In grade III HGG group, five patients showed progressive disease and died (cases HGG1, 8, 9, 10 and 11), 4 patients were alive (HGG5, 6, 12 and 14) and in 3 cases follow-up was lost.

As for grade IV HGG group (n = 9) three patients died (HGG 3, 18, 23) of progressive disease. HGG18 was considered a secondary HGG. This patient had been diagnosed in 1998 at age of 4 with acute lymphoblastic leukemia type B (ALL-B), received a medullar transplant and was treated with radiotherapy. He was considered at remission between 2003 and 2009 but, in 2009 at the age of 15, he was diagnosed as having a glioblastoma. Of the other grade IV gliomas of our series, two (HGG15 and 16) were still alive in 2015. Both tumors were classified as astroblastomas. One, HGG15 had a BRAF V600E mutation. However, none of them presented a deletion of 9p21 region. Four cases (HGG19, 20, 21, 22) were lost for follow-up.

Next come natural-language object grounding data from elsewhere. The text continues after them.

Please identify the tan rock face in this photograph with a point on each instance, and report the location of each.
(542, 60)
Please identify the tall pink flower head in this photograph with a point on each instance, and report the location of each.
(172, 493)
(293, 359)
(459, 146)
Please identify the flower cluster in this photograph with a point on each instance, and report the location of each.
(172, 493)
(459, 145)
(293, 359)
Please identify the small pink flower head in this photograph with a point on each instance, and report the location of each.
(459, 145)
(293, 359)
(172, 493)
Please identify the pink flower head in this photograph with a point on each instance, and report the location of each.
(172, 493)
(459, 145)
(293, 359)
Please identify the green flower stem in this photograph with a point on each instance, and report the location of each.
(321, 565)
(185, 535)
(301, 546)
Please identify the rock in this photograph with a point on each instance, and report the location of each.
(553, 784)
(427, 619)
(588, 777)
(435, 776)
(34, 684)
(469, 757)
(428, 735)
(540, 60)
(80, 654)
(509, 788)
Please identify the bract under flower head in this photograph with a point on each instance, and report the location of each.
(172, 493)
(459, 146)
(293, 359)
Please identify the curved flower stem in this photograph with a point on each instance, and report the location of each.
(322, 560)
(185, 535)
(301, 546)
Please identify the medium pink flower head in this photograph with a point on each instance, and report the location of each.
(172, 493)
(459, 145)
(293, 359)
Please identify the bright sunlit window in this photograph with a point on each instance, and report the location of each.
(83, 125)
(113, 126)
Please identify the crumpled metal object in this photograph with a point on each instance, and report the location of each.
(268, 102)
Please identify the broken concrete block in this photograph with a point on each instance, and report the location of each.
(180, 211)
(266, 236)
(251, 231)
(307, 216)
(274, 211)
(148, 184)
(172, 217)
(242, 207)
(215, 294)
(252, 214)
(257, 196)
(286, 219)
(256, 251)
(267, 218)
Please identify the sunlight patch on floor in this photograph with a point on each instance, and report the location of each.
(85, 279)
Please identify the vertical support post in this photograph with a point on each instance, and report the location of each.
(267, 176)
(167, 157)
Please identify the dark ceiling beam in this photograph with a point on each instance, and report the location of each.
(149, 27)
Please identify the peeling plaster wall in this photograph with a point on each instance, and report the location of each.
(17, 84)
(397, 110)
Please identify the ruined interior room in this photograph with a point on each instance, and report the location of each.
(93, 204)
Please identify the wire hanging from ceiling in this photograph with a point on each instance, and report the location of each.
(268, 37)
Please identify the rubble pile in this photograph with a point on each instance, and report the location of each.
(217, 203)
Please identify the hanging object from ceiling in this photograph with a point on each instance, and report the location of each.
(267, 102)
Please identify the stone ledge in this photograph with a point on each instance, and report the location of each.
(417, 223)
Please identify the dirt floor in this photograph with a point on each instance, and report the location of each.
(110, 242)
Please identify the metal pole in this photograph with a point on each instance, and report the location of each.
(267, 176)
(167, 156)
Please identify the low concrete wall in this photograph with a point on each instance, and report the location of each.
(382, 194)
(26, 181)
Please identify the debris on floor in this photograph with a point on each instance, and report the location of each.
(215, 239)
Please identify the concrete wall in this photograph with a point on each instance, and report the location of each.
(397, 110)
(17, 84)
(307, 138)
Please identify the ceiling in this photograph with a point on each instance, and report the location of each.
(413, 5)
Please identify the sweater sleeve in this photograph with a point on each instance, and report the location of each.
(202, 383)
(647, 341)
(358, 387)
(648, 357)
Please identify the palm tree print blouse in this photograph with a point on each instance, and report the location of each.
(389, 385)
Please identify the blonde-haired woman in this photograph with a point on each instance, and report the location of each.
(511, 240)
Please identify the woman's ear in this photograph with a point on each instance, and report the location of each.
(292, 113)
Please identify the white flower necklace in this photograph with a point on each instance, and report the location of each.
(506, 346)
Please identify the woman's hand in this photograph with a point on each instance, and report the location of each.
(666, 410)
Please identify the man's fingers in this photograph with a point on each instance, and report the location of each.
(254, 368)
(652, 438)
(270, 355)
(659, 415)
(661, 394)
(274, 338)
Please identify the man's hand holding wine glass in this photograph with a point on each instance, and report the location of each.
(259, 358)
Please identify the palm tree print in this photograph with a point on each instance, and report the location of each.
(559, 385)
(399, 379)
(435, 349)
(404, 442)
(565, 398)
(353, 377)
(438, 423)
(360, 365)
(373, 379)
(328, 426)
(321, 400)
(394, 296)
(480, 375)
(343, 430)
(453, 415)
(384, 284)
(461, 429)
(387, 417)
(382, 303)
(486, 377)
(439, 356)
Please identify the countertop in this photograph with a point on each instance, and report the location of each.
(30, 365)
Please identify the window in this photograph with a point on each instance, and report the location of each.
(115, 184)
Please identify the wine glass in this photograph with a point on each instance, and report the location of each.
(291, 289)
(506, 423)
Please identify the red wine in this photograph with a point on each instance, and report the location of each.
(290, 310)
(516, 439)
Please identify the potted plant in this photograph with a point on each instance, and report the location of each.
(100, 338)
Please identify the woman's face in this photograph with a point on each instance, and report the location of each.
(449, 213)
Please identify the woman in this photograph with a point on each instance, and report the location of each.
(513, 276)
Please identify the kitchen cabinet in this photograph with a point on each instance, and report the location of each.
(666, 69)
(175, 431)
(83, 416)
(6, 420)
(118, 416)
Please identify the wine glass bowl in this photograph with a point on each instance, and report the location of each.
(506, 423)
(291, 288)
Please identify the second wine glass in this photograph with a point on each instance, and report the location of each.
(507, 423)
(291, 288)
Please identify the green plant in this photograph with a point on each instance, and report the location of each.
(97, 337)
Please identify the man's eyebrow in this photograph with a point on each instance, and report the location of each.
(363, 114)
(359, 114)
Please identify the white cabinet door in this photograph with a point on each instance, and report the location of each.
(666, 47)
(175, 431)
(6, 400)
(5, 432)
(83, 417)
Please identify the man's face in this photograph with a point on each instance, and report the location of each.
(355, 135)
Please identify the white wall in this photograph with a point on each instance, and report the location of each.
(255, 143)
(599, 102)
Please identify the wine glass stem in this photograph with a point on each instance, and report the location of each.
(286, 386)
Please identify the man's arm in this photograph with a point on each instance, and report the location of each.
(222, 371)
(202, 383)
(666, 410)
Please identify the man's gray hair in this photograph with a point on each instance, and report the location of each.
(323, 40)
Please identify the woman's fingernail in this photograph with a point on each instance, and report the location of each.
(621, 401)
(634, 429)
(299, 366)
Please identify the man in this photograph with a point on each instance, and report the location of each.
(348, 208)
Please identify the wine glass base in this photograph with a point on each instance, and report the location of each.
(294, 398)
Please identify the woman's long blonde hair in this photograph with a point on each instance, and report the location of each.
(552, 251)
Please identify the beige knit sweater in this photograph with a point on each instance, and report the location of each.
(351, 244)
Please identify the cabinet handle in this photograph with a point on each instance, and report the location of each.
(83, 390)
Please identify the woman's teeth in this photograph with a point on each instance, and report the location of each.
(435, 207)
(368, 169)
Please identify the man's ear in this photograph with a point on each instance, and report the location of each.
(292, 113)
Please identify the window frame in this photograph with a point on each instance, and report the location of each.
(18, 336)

The expression levels for the CDKN2A and MTAP genes in both the LGG and HGG are depicted in Additional file 2: Figure S1 and in Additional file 3. In the LGG cases expression levels for the CDKN2A gene mRNA levels were normal or elevated. A similar situation was observed for the MTAP gene for cases LGG64 and LGG73. However, in LGG74, identified as pilomyxoid astrocytoma BRAFwt, MTAP gene levels were slightly down-regulated. In all HGG, expression levels for both genes were significantly down-regulated.